Although we don't get too much snow these days, so the point is rather moot...
 
This, from a man who has obviously never eaten breakfast while in ski boots. :rofl3:

At least with skiing, after you drive two hrs, you get to spend all day on the slopes, with a large percentage of it actually skiing. Probably a much larger percentage than you spend actually diving unless you're on a live-aboard.
 
Many divers get certified for a specific trip, but thereafter they are not active. Divers who own their own gear, take an occasional specialty class or other continuing diver education, and who dive regularly, rarely abandon the sport. If someone wants to have a one time experience, I'm glad they go through a certification course rather than just the so called "resort course."
DivemasterDennis
 
Divers who own their own gear, take an occasional specialty class or other continuing diver education, and who dive regularly, rarely abandon the sport.

If you are implying a causal relationship, you probably have it backwards.
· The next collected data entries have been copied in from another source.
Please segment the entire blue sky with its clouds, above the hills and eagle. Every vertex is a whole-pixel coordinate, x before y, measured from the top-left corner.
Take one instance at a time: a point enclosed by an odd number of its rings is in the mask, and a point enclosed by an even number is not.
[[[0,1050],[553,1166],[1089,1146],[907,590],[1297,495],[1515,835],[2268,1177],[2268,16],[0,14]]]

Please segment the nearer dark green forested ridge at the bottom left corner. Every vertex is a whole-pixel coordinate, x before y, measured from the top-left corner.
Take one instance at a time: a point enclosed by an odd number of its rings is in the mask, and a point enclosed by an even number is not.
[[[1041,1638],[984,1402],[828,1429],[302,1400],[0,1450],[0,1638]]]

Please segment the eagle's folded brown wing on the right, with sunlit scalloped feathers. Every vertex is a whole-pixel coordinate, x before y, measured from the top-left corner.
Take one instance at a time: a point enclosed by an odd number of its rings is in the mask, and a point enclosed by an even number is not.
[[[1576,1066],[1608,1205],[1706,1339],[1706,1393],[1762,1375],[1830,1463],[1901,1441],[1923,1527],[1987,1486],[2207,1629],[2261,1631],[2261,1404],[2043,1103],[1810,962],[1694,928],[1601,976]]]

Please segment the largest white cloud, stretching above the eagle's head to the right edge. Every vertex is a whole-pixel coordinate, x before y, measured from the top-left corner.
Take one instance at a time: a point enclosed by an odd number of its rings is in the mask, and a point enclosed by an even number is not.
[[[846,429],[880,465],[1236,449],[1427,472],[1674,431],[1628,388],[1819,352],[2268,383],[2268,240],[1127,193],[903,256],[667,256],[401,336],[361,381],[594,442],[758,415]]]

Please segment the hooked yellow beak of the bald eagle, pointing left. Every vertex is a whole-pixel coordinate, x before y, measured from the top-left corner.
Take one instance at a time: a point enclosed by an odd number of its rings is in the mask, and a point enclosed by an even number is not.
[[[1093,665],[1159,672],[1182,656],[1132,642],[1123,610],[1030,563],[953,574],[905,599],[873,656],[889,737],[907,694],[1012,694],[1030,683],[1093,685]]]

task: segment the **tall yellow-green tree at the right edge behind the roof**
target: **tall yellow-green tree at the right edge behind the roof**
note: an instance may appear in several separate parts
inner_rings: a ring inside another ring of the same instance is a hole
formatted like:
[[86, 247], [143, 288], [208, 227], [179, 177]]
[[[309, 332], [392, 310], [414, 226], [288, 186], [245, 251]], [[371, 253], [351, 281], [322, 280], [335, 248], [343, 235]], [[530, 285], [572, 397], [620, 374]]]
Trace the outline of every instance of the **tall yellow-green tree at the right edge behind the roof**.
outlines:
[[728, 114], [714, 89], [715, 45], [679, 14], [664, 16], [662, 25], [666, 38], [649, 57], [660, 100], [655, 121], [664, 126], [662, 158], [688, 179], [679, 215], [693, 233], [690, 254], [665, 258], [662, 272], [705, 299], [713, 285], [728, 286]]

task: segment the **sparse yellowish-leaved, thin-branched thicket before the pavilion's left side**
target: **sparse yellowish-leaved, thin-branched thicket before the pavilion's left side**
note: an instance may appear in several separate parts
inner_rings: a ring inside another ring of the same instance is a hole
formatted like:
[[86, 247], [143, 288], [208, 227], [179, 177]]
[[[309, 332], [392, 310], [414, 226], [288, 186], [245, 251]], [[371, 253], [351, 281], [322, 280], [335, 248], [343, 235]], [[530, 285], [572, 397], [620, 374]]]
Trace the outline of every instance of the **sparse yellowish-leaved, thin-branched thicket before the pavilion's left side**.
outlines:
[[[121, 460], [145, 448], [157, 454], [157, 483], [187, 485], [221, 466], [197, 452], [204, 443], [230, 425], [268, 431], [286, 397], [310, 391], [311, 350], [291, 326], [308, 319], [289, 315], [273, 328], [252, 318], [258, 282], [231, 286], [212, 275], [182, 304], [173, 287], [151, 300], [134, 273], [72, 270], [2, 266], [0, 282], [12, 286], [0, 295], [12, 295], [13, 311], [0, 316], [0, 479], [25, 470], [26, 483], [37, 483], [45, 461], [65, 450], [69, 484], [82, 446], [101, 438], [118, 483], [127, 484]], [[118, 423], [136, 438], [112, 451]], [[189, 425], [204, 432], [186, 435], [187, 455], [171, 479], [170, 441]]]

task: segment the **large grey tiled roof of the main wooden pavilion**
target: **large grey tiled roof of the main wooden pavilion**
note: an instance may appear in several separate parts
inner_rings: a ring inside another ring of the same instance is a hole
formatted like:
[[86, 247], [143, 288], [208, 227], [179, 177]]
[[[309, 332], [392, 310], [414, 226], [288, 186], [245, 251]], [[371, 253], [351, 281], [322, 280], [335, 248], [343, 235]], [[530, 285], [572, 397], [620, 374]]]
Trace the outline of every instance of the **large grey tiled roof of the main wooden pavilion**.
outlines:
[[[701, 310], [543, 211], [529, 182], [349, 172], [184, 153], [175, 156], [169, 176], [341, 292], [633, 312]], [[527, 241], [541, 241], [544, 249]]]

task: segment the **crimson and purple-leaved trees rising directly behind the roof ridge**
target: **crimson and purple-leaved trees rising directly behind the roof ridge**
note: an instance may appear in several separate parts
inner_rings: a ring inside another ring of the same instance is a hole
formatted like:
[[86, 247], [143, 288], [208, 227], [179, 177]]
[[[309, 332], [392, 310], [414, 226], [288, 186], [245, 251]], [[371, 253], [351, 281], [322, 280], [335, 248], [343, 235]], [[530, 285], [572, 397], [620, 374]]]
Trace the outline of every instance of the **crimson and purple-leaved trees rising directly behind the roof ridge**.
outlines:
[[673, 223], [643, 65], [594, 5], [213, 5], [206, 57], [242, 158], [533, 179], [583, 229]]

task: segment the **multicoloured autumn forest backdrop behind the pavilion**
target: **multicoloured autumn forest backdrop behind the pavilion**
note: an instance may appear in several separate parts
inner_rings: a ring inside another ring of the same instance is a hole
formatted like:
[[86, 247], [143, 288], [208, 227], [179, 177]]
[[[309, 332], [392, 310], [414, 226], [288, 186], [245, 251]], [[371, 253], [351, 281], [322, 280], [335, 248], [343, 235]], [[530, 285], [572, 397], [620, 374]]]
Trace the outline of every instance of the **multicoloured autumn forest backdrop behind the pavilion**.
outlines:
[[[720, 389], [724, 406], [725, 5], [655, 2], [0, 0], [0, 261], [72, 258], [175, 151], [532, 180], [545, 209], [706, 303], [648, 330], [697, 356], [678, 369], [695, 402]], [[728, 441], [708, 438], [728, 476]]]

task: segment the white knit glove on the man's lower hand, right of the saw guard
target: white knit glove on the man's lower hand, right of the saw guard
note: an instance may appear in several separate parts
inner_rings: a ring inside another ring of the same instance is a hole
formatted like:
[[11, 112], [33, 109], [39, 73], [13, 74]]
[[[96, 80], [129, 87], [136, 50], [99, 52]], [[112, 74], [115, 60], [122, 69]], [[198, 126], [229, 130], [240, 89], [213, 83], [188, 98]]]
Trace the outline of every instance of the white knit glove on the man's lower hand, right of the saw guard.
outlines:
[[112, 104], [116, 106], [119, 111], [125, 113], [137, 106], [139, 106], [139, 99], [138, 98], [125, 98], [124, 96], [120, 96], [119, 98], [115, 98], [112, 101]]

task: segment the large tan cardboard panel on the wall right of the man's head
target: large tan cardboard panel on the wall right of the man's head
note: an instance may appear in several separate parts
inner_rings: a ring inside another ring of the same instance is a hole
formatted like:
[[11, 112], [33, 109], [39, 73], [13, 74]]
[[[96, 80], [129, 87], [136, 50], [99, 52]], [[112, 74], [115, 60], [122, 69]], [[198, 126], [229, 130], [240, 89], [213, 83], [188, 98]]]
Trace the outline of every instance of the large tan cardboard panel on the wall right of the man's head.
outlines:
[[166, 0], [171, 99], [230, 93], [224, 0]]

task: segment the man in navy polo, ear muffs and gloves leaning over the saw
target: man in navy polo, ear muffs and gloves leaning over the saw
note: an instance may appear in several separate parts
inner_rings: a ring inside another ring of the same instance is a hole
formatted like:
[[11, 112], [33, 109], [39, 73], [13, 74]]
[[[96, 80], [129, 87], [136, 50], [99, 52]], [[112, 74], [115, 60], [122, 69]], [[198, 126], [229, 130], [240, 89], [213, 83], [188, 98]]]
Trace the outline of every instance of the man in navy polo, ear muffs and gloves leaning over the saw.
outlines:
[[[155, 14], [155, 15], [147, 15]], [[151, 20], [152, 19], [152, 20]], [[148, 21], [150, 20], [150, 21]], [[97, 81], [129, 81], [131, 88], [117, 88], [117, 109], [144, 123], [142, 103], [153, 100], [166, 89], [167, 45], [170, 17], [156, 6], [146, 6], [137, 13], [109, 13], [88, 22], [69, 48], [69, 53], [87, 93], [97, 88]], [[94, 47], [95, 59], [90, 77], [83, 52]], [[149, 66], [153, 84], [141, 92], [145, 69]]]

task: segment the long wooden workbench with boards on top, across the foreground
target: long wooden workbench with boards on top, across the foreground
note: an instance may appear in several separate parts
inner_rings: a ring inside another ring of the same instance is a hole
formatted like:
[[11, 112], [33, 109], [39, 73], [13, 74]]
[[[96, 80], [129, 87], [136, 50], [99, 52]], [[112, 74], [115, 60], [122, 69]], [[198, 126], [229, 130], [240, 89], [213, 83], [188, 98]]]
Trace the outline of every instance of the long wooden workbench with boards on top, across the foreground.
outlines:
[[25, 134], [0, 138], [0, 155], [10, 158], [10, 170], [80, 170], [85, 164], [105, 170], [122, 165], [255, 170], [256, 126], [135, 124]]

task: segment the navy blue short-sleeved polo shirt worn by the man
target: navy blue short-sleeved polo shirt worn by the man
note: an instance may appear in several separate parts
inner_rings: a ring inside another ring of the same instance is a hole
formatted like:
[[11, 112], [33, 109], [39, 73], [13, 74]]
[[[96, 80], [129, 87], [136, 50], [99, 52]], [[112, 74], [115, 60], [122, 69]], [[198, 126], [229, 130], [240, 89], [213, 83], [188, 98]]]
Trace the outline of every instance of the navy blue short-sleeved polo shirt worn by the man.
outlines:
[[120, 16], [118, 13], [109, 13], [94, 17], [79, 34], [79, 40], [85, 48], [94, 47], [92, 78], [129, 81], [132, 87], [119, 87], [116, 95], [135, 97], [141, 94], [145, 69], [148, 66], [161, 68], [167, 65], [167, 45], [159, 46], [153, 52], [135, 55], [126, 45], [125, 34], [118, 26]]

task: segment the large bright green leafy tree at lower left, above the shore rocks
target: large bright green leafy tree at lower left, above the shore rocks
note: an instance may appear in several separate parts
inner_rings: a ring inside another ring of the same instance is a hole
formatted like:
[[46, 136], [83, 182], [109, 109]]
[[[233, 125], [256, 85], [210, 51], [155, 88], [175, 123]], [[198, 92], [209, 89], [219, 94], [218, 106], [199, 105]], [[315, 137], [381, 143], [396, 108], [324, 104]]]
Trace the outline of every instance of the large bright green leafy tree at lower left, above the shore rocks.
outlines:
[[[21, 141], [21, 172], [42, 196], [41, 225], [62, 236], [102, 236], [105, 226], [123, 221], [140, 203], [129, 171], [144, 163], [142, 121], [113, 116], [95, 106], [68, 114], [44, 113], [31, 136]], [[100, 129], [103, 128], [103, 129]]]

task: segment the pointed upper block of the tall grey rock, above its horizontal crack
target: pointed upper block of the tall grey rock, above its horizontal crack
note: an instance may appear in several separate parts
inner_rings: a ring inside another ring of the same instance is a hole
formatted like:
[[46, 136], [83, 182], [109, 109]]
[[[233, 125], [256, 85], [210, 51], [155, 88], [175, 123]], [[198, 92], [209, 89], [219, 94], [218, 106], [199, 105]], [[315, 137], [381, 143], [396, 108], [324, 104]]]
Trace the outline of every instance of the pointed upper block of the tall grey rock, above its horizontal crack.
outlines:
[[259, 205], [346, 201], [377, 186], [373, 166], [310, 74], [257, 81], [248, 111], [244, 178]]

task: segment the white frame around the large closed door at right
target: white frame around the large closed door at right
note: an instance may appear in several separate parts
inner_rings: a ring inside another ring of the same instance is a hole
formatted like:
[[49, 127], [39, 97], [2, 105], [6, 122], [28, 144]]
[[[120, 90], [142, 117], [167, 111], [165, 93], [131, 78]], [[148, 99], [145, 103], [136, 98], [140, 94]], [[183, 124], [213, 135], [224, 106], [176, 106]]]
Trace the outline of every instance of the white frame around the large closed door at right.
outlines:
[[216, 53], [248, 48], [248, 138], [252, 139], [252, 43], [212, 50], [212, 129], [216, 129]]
Owning gear, taking classes, and diving regularly doesn't cause people to stick with diving. Sticking with diving causes people to buy gear, take classes, and dive regularly.
 
Diving is expensive, time consuming, hard to be good at if you don't do it enough, somewhat dangerous and hard work if you do it in cold water. Why would anybody do it?
 
Diving is expensive, time consuming, hard to be good at if you don't do it enough, somewhat dangerous and hard work if you do it in cold water. Why would anybody do it?

But at least the gear is uncomfortable and you look funny.

[video=youtube;pBWcRqPesws]https://www.youtube.com/watch?v=pBWcRqPesws[/video]
 
Time. Money. Interest. Lifestyle changes. You name it.
 
They were never interested to begin with, just thought they were. Reasons not to take up SCUBA diving:

1. Impress women, note removed thread of a few weeks ago.
2. No good at golf.
3. You get to wear cool looking rubber outfits and color coordinate your outfit
4. You always wanted to be a Navy SEAL but it was too much work
5. You are afraid of the water and this might help with your phobia and with a mask you do not have to hold your nose.
6. You want a relaxing hobby.

The gear is heavy, diving is expensive, travel is increasingly difficult, many parts of the world are not friendly, and a lot of people have to work and meter out their free time between family, other interests and SCUBA diving gets the short end.

And dozens more.

N
 
All divers give it up eventually.

I am realizing I am approaching the point of giving it up. At my peak, I was doing 100+ dives a year. Local, more distant drive to destinations, and fly to dive vacations. I have stopped local diving. It has just turned into more of an effort than it is worth. Policy changes with some of the dive ops I used to enjoy 2 or three times a year have made those trip more expensive and less enjoyable than they used to be. So now, I am just making a few trips each year to some Caribbean destinations. And I am seeing my interest in those waning.

I am getting old and I'm sure that is some of it. I do still enjoy the dives but just not as much. But the overhead (not the cost but the nut-roll and disappointments) is starting to take its toll. I passed up a trip to Bonaire last month. Wife/buddy was OK with going but we just decided we were OK without it. We are getting ready for a trip to Cayman next months. I don't believe that will be my last trip, but I do realize it could be.